What problem does this paper attempt to address?
### What problem does this paper attempt to solve?
This paper aims to solve the **Domain Generalization (DG) problem**, especially in semantic segmentation tasks **under severe weather conditions**. Specifically, the authors propose a new method named **WeatherDG** to generate realistic, diverse images that are in line with driving scenarios, in order to improve the generalization ability of the model in unseen domains.
#### Background and problem description
1. **Domain Shift Problem**:
- In the field of autonomous driving, the performance of existing semantic segmentation models will decline significantly when deployed in unseen domains due to the domain shift problem. This problem is more serious especially under severe weather conditions (such as foggy, rainy, snowy days and at night).

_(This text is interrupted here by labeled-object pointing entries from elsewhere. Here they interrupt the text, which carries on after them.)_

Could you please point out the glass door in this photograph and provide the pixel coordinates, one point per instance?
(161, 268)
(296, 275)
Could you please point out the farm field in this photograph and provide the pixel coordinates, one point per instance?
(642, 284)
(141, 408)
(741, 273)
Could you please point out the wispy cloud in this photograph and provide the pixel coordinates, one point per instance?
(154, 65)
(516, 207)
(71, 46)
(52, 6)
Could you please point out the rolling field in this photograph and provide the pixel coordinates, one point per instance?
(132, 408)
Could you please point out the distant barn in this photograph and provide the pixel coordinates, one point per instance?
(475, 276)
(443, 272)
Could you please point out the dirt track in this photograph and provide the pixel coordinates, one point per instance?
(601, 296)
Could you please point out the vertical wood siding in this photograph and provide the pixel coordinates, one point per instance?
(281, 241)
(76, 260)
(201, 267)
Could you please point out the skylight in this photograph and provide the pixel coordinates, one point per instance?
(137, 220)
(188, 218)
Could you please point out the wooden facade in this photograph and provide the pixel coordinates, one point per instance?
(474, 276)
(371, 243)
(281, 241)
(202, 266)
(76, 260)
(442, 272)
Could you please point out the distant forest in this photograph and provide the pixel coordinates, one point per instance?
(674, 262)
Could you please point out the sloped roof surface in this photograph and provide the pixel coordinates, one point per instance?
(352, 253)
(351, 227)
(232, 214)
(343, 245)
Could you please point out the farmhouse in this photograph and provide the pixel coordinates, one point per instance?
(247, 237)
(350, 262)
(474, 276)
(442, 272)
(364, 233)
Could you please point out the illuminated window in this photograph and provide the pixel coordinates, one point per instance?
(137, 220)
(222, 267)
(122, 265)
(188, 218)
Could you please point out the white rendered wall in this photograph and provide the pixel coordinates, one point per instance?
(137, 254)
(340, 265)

- Although collecting more diverse training data is a solution, annotating segmentation data is very time - consuming, so domain generalization has become a popular method to solve the domain shift problem.

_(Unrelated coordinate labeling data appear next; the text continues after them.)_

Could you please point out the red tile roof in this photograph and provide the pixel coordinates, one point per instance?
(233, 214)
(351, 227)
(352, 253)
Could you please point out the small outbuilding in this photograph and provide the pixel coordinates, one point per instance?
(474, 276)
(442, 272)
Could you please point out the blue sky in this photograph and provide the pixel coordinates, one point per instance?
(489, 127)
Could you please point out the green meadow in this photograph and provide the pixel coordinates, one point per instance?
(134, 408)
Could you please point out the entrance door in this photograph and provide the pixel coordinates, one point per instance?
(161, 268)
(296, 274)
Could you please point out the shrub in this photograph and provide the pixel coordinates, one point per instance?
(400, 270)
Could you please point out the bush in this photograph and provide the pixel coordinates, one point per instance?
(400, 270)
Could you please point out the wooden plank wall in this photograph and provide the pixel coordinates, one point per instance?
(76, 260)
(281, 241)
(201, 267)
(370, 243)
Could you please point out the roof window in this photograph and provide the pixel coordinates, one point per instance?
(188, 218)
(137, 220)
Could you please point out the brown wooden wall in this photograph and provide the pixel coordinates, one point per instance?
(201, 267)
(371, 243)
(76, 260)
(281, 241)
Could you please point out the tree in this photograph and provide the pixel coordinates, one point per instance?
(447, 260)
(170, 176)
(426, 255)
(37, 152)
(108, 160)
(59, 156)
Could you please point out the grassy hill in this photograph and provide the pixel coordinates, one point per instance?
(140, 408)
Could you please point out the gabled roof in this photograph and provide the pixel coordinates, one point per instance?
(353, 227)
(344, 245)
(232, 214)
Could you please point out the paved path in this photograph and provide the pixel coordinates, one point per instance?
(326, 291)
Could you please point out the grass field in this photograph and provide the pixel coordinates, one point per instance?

2. **Limitations of existing methods**:
- Existing domain generalization methods are mainly divided into two categories: Normalization and Data Augmentation. Among them, the data augmentation method is more flexible, can be combined with different model structures, and is easy to be integrated with other techniques.
- Although some generative models (such as Stable Diffusion, SD) can generate realistic and diverse images, the images generated by directly applying these models may have inconsistent styles and layouts in driving scenarios, resulting in a decline in model performance.
#### Solution
To solve the above problems, the authors propose the WeatherDG method. Its core idea is to generate realistic, diverse images that are in line with driving scenarios through the following steps:
1. **SD Fine - tuning**:
- Use the source data to fine - tune the Stable Diffusion model, so that the content and layout of the generated images are aligned with the real - world driving scenarios.
2. **Procedural Prompt Generation**:
- Based on the large - language model (LLM), propose a procedural prompt generation method to enrich the scene description and help Stable Diffusion automatically generate more diverse and detailed images.
- Introduce a balanced generation strategy to encourage the generation of high - quality objects in small - category (such as riders and motorcycles).
3. **Sample Generation and Model Training**:
- Use the fine - tuned Stable Diffusion and the generated prompts to generate new diverse samples, and use these samples together with the source data for model training.
- Use the unsupervised domain adaptation (UDA) technology to further improve the performance of the model on the target domain.
Through these steps, the WeatherDG method can significantly improve the generalization ability of semantic segmentation models under various severe weather conditions. The experimental results show that on datasets from Cityscapes to ACDC, etc., the WeatherDG method improves the mIoU score by 13.9% compared with the baseline model (such as HRDA).
### Summary
This paper proposes a novel data - enhancement framework, WeatherDG, by combining Stable Diffusion and large - language models, which solves the domain generalization problem and performs excellently especially in semantic segmentation tasks under severe weather conditions.